Apoptosis in Autoimmunological Diseases, with Particular Consideration of Molecular Aspects of Psoriasis.
Krawczyk, A, Miśkiewicz, J, Strzelec, K, Wcisło-Dziadecka, D, Strzalka-Mrozik, B
Medical science monitor : international medical journal of experimental and clinical research. 2020;:e922035
Abstract
Apoptosis is a natural physiological process involving programmed cell death. Thanks to this process, it is possible to maintain the homeostasis of the body and the immune system. Dysfunctions of this mechanism lead to development of autoimmune diseases such as psoriasis; these diseases are chronic and treatment is extremely difficult. In psoriasis (a skin disease), apoptosis disorders are manifested by keratinocyte proliferation dysfunction. Autoimmune diseases coexisting with psoriasis include multiple sclerosis, autoimmune thyroid disease, and diabetes, but the common pathogenesis of these diseases is not fully understood.
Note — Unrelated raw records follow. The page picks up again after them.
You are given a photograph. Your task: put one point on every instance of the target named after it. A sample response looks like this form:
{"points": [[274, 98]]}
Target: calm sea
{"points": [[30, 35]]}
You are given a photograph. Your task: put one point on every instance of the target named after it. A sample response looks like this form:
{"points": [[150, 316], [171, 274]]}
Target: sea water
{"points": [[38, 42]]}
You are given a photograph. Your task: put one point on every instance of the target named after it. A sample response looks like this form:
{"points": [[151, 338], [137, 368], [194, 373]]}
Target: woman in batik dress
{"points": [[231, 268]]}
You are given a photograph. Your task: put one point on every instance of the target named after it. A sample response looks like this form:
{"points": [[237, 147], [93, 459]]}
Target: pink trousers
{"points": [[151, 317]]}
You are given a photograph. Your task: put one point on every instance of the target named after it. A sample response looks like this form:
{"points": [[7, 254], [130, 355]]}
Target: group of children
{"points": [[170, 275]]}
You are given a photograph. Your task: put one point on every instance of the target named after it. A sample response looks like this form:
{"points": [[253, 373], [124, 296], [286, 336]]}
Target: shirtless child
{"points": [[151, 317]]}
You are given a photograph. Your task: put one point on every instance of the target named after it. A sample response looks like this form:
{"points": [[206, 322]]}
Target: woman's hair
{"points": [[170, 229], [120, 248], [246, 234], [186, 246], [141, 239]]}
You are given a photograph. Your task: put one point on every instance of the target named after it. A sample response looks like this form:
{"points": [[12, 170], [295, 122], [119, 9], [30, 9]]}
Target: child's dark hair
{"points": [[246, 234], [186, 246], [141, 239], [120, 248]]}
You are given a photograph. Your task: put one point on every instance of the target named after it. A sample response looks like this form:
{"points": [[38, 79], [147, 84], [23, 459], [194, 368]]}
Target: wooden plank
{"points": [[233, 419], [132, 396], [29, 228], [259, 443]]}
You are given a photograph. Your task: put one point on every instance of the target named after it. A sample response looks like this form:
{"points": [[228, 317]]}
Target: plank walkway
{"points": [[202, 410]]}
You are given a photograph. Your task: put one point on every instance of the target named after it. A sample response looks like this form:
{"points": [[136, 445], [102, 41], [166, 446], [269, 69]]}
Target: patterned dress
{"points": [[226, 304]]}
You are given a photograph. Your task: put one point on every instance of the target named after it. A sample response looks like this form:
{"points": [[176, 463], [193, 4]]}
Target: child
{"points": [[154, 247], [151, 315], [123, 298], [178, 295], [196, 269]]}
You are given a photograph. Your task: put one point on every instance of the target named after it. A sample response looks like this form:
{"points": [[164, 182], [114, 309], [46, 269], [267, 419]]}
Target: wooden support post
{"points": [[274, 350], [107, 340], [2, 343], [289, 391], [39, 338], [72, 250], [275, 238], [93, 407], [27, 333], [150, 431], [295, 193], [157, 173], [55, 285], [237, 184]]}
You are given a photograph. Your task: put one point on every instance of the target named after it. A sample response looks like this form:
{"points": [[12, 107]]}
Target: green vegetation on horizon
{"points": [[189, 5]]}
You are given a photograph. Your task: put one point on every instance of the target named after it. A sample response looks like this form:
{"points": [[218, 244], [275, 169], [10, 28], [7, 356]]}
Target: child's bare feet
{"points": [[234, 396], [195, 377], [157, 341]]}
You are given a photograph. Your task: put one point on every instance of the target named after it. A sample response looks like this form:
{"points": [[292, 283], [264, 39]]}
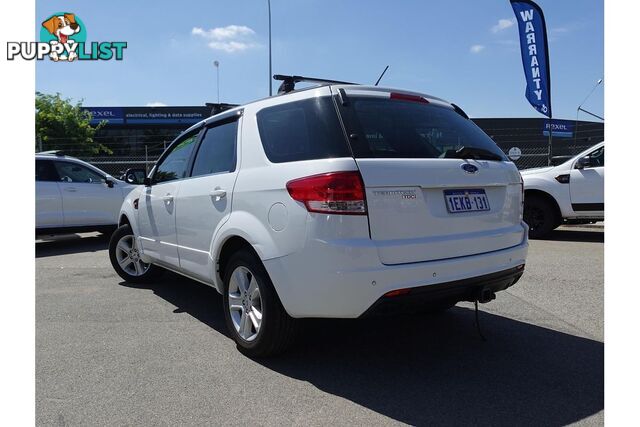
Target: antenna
{"points": [[289, 82], [380, 78]]}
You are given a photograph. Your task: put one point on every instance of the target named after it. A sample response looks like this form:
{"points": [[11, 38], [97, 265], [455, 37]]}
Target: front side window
{"points": [[74, 172], [45, 171], [390, 128], [597, 158], [302, 130], [217, 152], [174, 165]]}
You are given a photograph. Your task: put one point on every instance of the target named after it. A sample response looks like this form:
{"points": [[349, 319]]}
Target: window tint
{"points": [[45, 171], [217, 152], [174, 166], [597, 158], [74, 172], [302, 130], [406, 129]]}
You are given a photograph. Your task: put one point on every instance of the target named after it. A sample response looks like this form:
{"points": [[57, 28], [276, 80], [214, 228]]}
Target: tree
{"points": [[62, 125]]}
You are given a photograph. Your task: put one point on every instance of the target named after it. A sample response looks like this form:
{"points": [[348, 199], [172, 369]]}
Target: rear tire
{"points": [[540, 215], [255, 317], [125, 258]]}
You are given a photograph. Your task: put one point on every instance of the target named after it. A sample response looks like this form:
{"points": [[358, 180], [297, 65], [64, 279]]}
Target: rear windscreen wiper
{"points": [[475, 153]]}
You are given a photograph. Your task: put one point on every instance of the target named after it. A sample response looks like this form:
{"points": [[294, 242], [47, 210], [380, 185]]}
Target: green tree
{"points": [[62, 125]]}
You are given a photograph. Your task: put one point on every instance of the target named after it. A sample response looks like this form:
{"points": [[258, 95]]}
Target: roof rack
{"points": [[53, 152], [289, 82]]}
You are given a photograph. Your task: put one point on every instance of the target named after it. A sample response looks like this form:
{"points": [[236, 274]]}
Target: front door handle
{"points": [[218, 193]]}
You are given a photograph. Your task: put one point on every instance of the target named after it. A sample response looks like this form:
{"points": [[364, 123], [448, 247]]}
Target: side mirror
{"points": [[134, 176]]}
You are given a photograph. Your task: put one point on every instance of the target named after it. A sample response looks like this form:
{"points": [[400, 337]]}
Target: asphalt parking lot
{"points": [[111, 353]]}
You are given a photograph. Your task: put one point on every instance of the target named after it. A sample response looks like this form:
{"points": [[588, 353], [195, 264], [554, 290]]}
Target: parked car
{"points": [[74, 196], [572, 192], [335, 201]]}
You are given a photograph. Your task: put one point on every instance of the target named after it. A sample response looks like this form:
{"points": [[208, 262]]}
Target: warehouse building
{"points": [[138, 135]]}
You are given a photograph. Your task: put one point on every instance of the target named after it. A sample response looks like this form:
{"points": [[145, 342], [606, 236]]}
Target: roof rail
{"points": [[289, 82], [54, 152]]}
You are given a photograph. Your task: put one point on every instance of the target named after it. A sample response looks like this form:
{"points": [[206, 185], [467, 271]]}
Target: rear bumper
{"points": [[445, 293], [345, 278]]}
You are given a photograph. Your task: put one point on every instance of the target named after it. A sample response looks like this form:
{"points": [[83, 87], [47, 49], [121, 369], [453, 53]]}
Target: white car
{"points": [[334, 201], [74, 196], [572, 192]]}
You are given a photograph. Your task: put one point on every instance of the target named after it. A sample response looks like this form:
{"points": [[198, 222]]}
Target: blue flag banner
{"points": [[535, 54]]}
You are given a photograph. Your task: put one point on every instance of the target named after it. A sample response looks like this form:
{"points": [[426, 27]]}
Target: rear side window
{"points": [[389, 128], [217, 152], [302, 130]]}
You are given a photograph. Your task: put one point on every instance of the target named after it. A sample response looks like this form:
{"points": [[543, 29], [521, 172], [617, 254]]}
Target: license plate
{"points": [[466, 201]]}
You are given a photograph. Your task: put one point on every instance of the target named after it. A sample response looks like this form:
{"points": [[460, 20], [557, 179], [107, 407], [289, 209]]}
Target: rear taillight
{"points": [[333, 193], [521, 198]]}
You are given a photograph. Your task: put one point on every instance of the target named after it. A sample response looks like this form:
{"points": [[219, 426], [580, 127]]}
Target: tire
{"points": [[122, 248], [243, 275], [540, 215]]}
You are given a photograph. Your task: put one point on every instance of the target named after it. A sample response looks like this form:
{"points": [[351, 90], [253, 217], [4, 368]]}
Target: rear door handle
{"points": [[218, 193]]}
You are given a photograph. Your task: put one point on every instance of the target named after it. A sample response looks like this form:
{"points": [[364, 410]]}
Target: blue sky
{"points": [[465, 51]]}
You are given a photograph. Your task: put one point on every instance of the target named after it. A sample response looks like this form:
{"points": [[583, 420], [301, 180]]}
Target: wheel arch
{"points": [[123, 220]]}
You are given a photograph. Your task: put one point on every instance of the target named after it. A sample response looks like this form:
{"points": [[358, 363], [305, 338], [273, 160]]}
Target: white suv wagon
{"points": [[334, 201]]}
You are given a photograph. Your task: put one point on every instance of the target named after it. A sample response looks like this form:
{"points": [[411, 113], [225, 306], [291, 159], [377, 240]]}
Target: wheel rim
{"points": [[245, 303], [534, 217], [128, 256]]}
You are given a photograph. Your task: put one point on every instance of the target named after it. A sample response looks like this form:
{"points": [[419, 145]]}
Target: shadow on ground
{"points": [[70, 244], [433, 369], [568, 235]]}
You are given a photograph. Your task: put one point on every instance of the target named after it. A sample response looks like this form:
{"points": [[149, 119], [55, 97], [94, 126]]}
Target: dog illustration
{"points": [[62, 26]]}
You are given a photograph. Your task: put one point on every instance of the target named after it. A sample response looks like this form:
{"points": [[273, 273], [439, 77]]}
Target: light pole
{"points": [[575, 138], [270, 88], [217, 65]]}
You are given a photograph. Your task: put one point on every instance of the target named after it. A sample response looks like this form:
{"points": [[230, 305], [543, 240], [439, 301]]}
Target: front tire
{"points": [[125, 257], [540, 216], [255, 317]]}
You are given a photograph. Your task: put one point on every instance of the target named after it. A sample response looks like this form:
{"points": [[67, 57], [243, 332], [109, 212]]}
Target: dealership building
{"points": [[138, 135]]}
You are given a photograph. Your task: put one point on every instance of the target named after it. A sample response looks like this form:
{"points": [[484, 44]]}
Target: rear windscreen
{"points": [[302, 130], [390, 128]]}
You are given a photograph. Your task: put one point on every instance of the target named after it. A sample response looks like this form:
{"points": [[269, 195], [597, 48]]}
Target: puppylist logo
{"points": [[63, 37]]}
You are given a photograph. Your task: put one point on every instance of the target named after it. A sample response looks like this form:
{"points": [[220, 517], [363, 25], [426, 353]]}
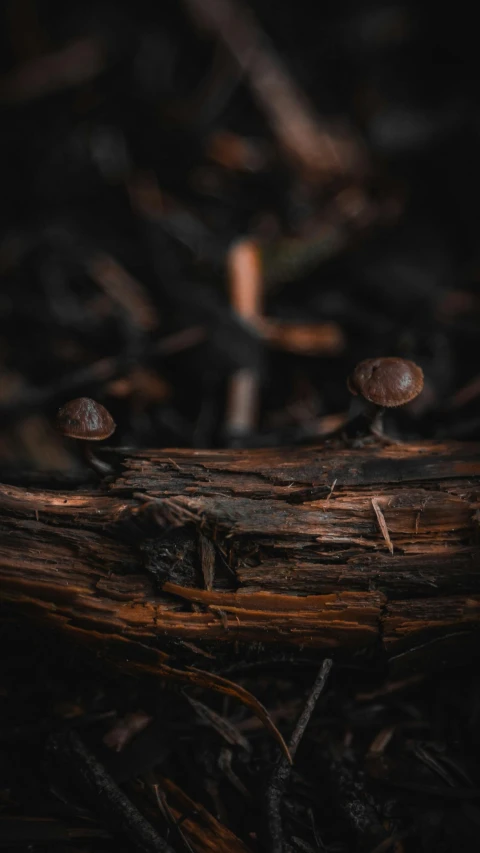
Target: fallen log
{"points": [[186, 555]]}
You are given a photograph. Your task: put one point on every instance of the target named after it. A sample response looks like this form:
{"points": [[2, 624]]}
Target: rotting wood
{"points": [[297, 565]]}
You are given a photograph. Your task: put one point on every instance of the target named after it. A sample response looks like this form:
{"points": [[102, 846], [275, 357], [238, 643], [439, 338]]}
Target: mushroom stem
{"points": [[100, 468], [376, 425]]}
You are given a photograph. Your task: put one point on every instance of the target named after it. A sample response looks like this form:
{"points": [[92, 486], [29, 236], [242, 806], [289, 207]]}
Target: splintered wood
{"points": [[383, 524], [281, 547]]}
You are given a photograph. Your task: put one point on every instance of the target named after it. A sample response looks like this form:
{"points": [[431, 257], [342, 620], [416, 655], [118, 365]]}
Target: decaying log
{"points": [[186, 554]]}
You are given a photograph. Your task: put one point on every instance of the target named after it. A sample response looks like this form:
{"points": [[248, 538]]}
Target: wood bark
{"points": [[184, 555]]}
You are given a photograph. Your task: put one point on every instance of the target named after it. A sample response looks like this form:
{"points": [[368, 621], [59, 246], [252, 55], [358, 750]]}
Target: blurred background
{"points": [[211, 210]]}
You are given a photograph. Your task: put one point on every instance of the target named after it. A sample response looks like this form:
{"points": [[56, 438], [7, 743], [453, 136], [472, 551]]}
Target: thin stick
{"points": [[246, 294], [120, 814], [281, 773]]}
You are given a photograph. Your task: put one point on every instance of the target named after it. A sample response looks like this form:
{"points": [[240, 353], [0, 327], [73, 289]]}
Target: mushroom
{"points": [[385, 383], [85, 420]]}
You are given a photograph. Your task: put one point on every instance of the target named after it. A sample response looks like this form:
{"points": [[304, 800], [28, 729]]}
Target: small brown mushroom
{"points": [[385, 383], [85, 420]]}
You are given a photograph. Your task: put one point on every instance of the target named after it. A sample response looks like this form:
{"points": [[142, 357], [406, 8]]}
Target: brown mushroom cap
{"points": [[84, 419], [387, 382]]}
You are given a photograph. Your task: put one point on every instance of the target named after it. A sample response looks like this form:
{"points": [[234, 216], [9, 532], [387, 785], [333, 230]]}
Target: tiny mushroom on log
{"points": [[385, 383], [85, 420]]}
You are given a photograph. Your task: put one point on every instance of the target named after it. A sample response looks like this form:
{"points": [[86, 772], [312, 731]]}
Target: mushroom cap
{"points": [[85, 419], [387, 382]]}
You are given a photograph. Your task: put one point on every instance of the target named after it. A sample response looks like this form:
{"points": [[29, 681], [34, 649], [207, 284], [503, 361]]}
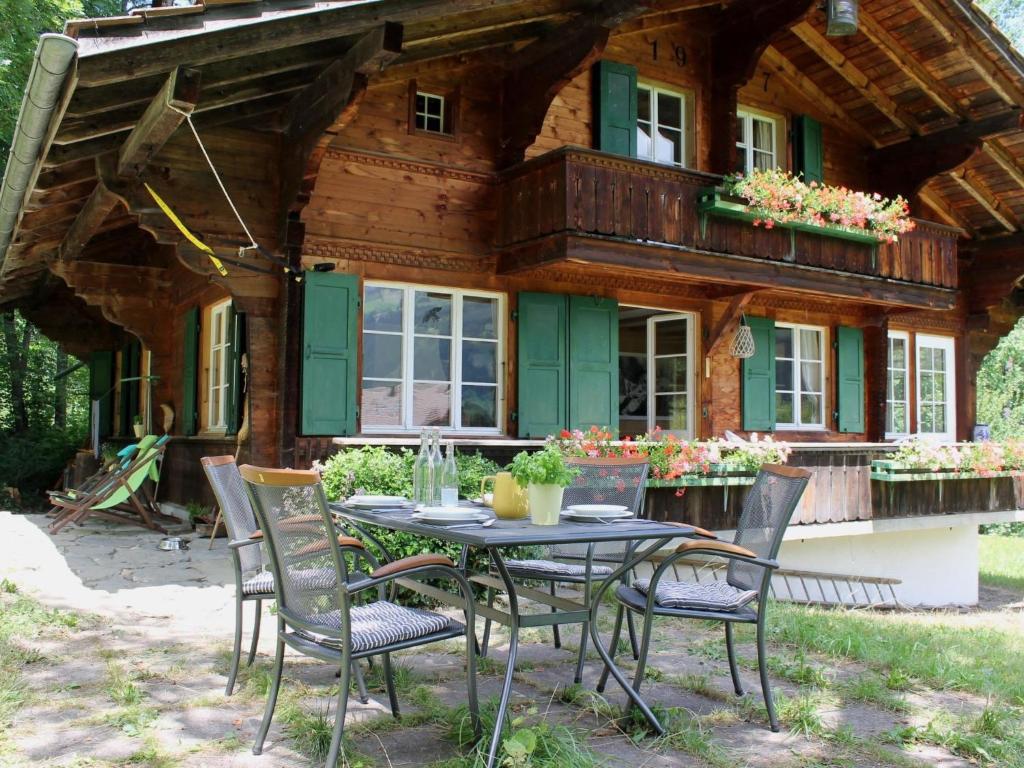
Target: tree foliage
{"points": [[22, 22], [1009, 14], [1000, 386]]}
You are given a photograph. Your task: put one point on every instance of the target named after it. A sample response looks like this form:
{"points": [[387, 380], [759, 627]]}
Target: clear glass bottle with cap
{"points": [[450, 477], [422, 472]]}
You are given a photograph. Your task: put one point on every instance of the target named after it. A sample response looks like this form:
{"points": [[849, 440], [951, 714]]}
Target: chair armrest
{"points": [[240, 543], [731, 549], [410, 563], [722, 549]]}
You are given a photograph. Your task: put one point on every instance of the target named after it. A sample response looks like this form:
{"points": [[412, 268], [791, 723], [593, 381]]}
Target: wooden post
{"points": [[876, 378]]}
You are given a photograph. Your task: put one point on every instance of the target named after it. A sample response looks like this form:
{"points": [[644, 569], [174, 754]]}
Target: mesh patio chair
{"points": [[752, 554], [619, 481], [253, 583], [316, 610]]}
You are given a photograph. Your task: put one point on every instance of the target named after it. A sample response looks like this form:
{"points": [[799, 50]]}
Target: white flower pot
{"points": [[545, 503]]}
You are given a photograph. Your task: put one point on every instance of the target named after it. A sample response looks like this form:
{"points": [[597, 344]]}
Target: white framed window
{"points": [[431, 114], [898, 385], [432, 357], [936, 387], [217, 380], [757, 141], [800, 377], [660, 125], [655, 371]]}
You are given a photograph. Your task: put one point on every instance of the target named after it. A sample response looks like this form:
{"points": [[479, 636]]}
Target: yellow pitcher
{"points": [[508, 500]]}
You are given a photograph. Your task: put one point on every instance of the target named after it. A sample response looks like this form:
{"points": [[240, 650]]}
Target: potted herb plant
{"points": [[545, 476]]}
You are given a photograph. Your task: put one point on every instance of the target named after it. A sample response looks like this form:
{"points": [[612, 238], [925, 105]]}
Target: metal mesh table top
{"points": [[514, 532]]}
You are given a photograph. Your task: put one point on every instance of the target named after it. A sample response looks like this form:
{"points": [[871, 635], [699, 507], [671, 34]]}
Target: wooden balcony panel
{"points": [[583, 192]]}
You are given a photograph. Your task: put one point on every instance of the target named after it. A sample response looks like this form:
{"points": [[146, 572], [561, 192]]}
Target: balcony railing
{"points": [[583, 192]]}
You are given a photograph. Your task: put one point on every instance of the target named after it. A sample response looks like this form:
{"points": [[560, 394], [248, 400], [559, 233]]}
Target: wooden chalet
{"points": [[492, 216]]}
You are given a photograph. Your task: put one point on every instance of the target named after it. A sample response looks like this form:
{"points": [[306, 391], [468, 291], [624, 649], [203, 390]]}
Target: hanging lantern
{"points": [[842, 17], [742, 341]]}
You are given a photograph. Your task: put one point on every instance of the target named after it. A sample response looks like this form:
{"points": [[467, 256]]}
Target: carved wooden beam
{"points": [[742, 31], [905, 167], [984, 197], [944, 211], [96, 208], [971, 49], [909, 65], [176, 98], [321, 103], [778, 65], [853, 75], [1005, 161], [546, 66]]}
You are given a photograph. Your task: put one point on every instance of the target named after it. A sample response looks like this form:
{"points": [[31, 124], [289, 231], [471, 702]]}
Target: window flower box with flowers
{"points": [[777, 199], [676, 463], [916, 460]]}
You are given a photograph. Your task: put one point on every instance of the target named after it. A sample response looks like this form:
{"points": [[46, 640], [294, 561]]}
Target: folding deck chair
{"points": [[122, 497]]}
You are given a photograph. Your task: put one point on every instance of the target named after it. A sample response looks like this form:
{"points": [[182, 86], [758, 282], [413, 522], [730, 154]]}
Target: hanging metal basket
{"points": [[742, 345], [842, 17]]}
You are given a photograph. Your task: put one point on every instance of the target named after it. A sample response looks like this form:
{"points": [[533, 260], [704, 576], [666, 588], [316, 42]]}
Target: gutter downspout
{"points": [[54, 57]]}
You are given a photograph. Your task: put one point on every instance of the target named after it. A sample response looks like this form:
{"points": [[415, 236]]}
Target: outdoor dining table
{"points": [[643, 538]]}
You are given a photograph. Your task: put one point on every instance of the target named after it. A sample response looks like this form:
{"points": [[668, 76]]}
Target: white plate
{"points": [[442, 515], [602, 510], [377, 501]]}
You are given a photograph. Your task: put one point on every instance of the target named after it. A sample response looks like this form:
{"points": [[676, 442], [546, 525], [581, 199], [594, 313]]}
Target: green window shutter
{"points": [[330, 336], [237, 333], [100, 386], [615, 108], [850, 378], [808, 151], [543, 364], [189, 374], [131, 354], [593, 363], [759, 378]]}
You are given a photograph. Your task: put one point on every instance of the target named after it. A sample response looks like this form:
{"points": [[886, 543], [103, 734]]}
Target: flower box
{"points": [[893, 471], [716, 202]]}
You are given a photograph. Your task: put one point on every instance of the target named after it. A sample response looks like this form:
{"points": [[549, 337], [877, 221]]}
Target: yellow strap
{"points": [[184, 230]]}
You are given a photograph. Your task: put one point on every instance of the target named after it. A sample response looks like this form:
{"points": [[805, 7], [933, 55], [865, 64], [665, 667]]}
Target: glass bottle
{"points": [[436, 465], [422, 476], [450, 478]]}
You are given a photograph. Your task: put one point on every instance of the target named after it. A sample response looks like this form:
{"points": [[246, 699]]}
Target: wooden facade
{"points": [[310, 119]]}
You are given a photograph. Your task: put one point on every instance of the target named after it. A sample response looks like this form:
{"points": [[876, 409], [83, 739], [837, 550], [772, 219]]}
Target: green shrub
{"points": [[34, 460], [374, 469]]}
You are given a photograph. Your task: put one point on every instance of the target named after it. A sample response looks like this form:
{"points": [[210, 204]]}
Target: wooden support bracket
{"points": [[95, 210], [176, 98]]}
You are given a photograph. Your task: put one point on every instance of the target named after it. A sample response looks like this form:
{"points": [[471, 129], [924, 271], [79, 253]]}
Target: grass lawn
{"points": [[1001, 561]]}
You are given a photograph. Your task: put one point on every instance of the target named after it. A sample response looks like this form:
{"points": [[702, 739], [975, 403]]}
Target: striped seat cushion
{"points": [[307, 580], [381, 624], [711, 596], [553, 568]]}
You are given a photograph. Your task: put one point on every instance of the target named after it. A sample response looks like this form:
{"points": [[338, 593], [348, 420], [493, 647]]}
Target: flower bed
{"points": [[676, 463], [776, 198], [922, 460]]}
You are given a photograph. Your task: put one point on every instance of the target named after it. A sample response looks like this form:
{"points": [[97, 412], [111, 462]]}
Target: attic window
{"points": [[432, 112]]}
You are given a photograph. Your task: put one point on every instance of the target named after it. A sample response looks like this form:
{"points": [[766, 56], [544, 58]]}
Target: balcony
{"points": [[584, 206]]}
Given the heterogenous nature and chronic and recurrent course of psoriasis, the selection of an effective therapeutic strategy is still a problem. This literature review was focused on the process of apoptosis as a factor in the development of autoimmune diseases, with particular emphasis on psoriasis. The work also includes a review of therapeutic methods of psoriasis based on the latest literature.